Kita tahu, pendidikan pesantren adalah model pendidikan yang paling memasyarakat di Indonesia, sebelum kelak diperkenalkan pendidikan modern oleh Belanda. Setidaknya, sejak permulaan abad ke-19, atau jauh sebelum itu, pondok pesantren bisa dibilang satu-satunya lembaga pendidikan yang paling banyak dikenal masyarakat. Dahulu pesantren-pesantren itu adalah salah satunya dirintis oleh para prajurit Diponegoro pasca Perang Jawa. Sedikitnya, sebagai contoh, di beberapa tempat di Trenggalek, ada sekian tempat yang pada awalnya dijadikan lokasi berdirinya masjid di tengah masyarakat yang masih menganut agama Hindu-Budha, sebelum kemudian turut pula didirikan pondok di samping masjid yang dirintis oleh bekas prajurit Diponegoro tersebut. Bahkan pada permulaan abad ke-19 itu—sebagaimana dicatat oleh Steenbrink (1984)—para santri dari pondok pesantren banyak memelopori pengolahan tanah-tanah kosong untuk pertanian dan bahkan memioneri gerakan transmigrasi. Santri-santri yang mengaji di rumah seorang kyai atau guru-guru mereka, mengupah pengajaran untuk guru-kyainya dengan bekerja secara cuma-cuma di sawah-sawah milik gurunya (kyai). Dari situ, kemudian disinyalir pesantren-pesantren baru dibuka dan bertumbuh, oleh—salah satunya—tujuan mempersiapkan tanah baru: membuka tempat baru untuk pertanian.

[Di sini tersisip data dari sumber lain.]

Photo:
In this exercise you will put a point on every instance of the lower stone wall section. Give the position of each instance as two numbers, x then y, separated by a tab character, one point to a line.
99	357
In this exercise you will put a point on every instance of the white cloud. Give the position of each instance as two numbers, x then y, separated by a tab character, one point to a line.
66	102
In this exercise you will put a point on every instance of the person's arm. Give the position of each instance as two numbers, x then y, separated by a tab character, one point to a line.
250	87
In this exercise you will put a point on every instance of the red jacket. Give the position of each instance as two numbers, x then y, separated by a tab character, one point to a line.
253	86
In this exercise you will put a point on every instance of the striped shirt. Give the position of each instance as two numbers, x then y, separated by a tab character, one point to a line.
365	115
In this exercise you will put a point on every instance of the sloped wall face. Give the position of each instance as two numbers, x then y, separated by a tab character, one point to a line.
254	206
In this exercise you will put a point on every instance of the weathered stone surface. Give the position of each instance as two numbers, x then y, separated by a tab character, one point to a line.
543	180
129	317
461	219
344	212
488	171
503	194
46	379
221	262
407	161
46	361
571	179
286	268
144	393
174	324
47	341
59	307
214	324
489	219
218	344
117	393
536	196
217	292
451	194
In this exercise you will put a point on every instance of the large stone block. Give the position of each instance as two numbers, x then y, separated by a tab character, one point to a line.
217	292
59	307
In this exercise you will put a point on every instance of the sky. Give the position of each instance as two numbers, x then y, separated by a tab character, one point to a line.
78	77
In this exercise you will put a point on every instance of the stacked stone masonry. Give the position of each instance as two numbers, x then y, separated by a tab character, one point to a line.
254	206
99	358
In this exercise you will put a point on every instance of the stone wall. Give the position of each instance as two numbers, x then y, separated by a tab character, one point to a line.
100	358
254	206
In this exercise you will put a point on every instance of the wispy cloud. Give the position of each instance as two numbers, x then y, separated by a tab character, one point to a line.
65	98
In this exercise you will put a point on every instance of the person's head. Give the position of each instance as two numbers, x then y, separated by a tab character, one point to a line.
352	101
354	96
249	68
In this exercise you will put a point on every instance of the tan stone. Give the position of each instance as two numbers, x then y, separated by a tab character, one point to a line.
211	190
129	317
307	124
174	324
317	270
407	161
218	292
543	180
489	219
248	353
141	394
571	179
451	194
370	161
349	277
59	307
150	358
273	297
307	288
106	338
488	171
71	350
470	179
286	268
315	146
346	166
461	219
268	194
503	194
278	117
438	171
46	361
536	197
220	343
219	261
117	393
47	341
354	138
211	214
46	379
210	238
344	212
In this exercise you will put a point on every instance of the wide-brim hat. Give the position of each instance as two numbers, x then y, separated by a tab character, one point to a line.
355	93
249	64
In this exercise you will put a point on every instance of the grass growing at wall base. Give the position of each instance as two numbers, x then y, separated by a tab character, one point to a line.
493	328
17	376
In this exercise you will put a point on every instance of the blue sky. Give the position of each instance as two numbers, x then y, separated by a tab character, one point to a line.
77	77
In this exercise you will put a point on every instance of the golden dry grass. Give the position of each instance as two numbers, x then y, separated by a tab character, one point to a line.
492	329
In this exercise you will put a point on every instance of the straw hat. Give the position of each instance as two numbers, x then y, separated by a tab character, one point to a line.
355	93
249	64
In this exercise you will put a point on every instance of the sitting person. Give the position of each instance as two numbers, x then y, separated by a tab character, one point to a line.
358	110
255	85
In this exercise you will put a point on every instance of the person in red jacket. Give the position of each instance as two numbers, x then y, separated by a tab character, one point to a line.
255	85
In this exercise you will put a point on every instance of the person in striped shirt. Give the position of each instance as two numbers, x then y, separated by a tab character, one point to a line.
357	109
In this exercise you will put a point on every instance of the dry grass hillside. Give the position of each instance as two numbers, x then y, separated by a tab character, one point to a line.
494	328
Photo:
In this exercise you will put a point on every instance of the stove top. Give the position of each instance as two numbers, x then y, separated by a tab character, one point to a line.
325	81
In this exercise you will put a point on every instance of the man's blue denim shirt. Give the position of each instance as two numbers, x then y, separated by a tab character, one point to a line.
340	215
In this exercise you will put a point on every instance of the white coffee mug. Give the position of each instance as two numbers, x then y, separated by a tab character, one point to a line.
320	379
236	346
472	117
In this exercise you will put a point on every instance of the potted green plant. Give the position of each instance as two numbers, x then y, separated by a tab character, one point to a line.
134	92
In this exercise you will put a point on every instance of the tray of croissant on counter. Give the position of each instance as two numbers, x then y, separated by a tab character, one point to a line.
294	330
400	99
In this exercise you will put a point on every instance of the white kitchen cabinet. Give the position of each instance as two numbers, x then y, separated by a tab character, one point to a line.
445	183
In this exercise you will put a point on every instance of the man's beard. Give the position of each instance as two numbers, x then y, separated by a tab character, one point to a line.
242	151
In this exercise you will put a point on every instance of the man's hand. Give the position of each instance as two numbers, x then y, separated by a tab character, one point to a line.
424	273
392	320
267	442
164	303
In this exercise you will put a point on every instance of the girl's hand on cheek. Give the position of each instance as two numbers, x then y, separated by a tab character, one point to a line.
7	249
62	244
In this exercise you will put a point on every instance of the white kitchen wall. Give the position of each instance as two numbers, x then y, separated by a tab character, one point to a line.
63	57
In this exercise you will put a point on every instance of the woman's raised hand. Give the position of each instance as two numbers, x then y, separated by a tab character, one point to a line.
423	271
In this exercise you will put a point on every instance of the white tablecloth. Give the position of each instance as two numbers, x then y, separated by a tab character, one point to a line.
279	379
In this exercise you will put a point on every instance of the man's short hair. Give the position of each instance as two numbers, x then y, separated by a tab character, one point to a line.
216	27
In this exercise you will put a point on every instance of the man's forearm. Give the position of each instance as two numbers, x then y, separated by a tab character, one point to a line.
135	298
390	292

Secara jamak, pesantren merupakan—selain tempat menggembleng diri dengan ilmu agama dan sosial-kemasyarakatan—juga menjadi tempat belajar para santri bagaimana hidup secara mandiri, belajar mengembangkan ketrampilan atau skill santri. Pesantren-pesantren ini dari zaman dulu telah memberikan gambaran yang cukup representatif: bagaimana mengajar lebih ke suatu contoh konkrit tentang suasana hidup yang cukup baik di lingkungan pesantren, yang sengaja diciptakan sebagaimana gambaran prototipe atau pola bagi suatu masyarakat kecil. Sedikitnya di sana, terdapat seorang lurah pondok dan warga pondok. Ada bagian keamanan dan seterusnya, yang secara khusus menggembleng santri menjadi anggota masyarakat pondok dengan peran masing-masing. Dari situ, para santri dididik di pondok selain untuk mengaji ilmu, sebetulnya juga dengan sengaja dipersiapkan untuk ”hidup” di masyarakat. Di samping hidup di pesantren yang nota bene berlokasi di pedesaan, khususnya sesuai pengalaman saya di Joresan, santri punya ikatan yang baik dan kental dengan masyarakat sekitar pondok. Hubungan itu dijaga seolah-olah masyarakat sekitar turut memiliki pesantren, dan sementara santri juga merasa bahwa masyarakat setempat adalah bagian yang tak terpisahkan dengan (kultur) santri dan pesantren sendiri.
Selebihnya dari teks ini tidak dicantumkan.